It looks like the University might need a tutor in environmental sustainability. Recently, it received a lower grade than usual in a sustainability report card published by a respected survey of North American colleges. Officials have stated that the University deserved a higher ranking than it received. For an institution that says it has a strong commitment to being environmentally conscious, this year’s grade shows that the University’s actions don’t support its words. Despite protestations that the survey was flawed, there is more that the University can — and should — do to improve campus sustainability.
According to an Oct. 28 article in The Michigan Daily, the University’s grade from the Campus Sustainability Report Card dropped from a B+ in 2010 to a B on the 2011 report card, which was released last week. The Report Card grades 332 North American colleges in nine different areas of campus-wide sustainability. The executive director of the University’s Office of Campus Sustainability, Terry Alexander, told the Daily that he believes the University deserved an A. He also believes the Campus Sustainability Report Card’s process of rating is faulty.
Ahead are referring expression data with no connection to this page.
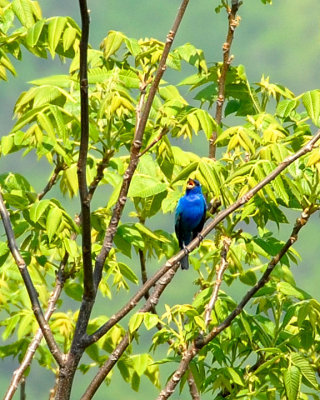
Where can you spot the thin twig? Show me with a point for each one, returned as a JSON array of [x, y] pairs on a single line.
[[201, 342], [195, 242], [195, 395], [52, 181], [120, 349], [163, 132], [99, 175], [83, 154], [219, 271], [34, 344], [135, 148], [233, 22], [23, 389], [33, 295]]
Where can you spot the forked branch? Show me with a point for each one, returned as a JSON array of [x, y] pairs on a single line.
[[233, 22], [136, 146], [201, 342], [195, 242], [27, 359], [33, 295], [83, 154]]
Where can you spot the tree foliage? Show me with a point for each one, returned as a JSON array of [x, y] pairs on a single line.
[[256, 178]]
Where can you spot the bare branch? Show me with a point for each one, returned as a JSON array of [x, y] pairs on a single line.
[[201, 342], [99, 175], [83, 152], [233, 22], [27, 359], [136, 147], [219, 271], [23, 389], [195, 242], [52, 181], [195, 395], [33, 295], [163, 132], [120, 349]]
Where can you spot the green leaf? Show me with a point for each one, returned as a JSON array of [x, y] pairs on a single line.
[[185, 172], [289, 290], [7, 143], [128, 273], [25, 325], [305, 368], [34, 33], [112, 43], [140, 363], [37, 209], [24, 12], [285, 107], [145, 186], [55, 29], [235, 376], [69, 37], [292, 381], [135, 322], [133, 46], [207, 123], [53, 221], [74, 290], [311, 101], [209, 175], [150, 320]]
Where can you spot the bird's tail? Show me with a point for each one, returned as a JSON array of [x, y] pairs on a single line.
[[184, 262]]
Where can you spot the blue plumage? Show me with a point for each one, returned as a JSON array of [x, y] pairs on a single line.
[[190, 216]]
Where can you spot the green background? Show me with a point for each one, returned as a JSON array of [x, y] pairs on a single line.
[[281, 41]]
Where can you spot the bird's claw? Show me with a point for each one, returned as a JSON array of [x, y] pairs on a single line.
[[200, 237]]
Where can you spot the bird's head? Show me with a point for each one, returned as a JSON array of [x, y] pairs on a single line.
[[193, 184]]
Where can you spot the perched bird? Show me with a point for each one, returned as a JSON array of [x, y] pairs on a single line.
[[190, 216]]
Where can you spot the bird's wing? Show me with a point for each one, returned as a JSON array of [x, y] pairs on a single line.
[[199, 227]]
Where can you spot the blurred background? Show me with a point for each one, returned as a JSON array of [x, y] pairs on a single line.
[[281, 41]]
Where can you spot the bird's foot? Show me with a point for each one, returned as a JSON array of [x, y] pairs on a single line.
[[186, 251], [200, 237]]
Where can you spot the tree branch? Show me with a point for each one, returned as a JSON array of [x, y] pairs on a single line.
[[163, 132], [52, 181], [83, 152], [27, 359], [219, 271], [201, 342], [120, 349], [233, 22], [195, 242], [99, 175], [195, 395], [136, 147], [33, 295]]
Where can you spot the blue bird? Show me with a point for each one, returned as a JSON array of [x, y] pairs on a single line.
[[190, 216]]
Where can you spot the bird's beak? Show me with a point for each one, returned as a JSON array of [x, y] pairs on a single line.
[[190, 184]]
Part of the problem, according to Alexander, is that the Michigan Student Assembly Environmental Issues Commission never filled out the student portion of the survey, which was sent out in July. The commission has filled out the survey in the past, but somehow it slipped through the cracks this summer. Students and the Office of Campus Sustainability must work together to create a greener campus, and students need to keep up their end of that responsibility.
But the Office of Campus Sustainability must lead the charge for a more sustainable campus. It’s easy to blame the grading system, but the reality is that the University doesn’t deserve an A. There are many easily identifiable areas in which campus could be more sustainable. For example, the University’s fleet of vehicles — which increased by about 60 in the last year — doesn’t run completely on alternative fuels like ethanol or biodiesel. And the University has no intention to switch to hybrid buses in the near future, even though the Ann Arbor Transportation Authority started purchasing hybrids 2007. The University could also implement trayless dining across campus, a program that encourages students to not use trays in dining halls. The program has already been successfully implemented in East Quad.
The University’s construction and renovation projects also haven’t prioritized green initiatives. North Quad wasn’t constructed to earn LEED certification. And the University currently has only two LEED-certified buildings, which is astonishingly bad considering the University’s size, construction budget and supposed commitment to going green. Grand Valley State University, a much smaller institution than the University of Michigan, has seven LEED-certified buildings on its Allendale campus alone, and is waiting on approval for two more as of September 2010.
The University’s current sustainability programs seem to only pay lip service to its environmentally friendly reputation. But half-hearted environmentalism isn’t acceptable. The University must remember that environmental consciousness isn’t just a mindset. It also requires progressive action.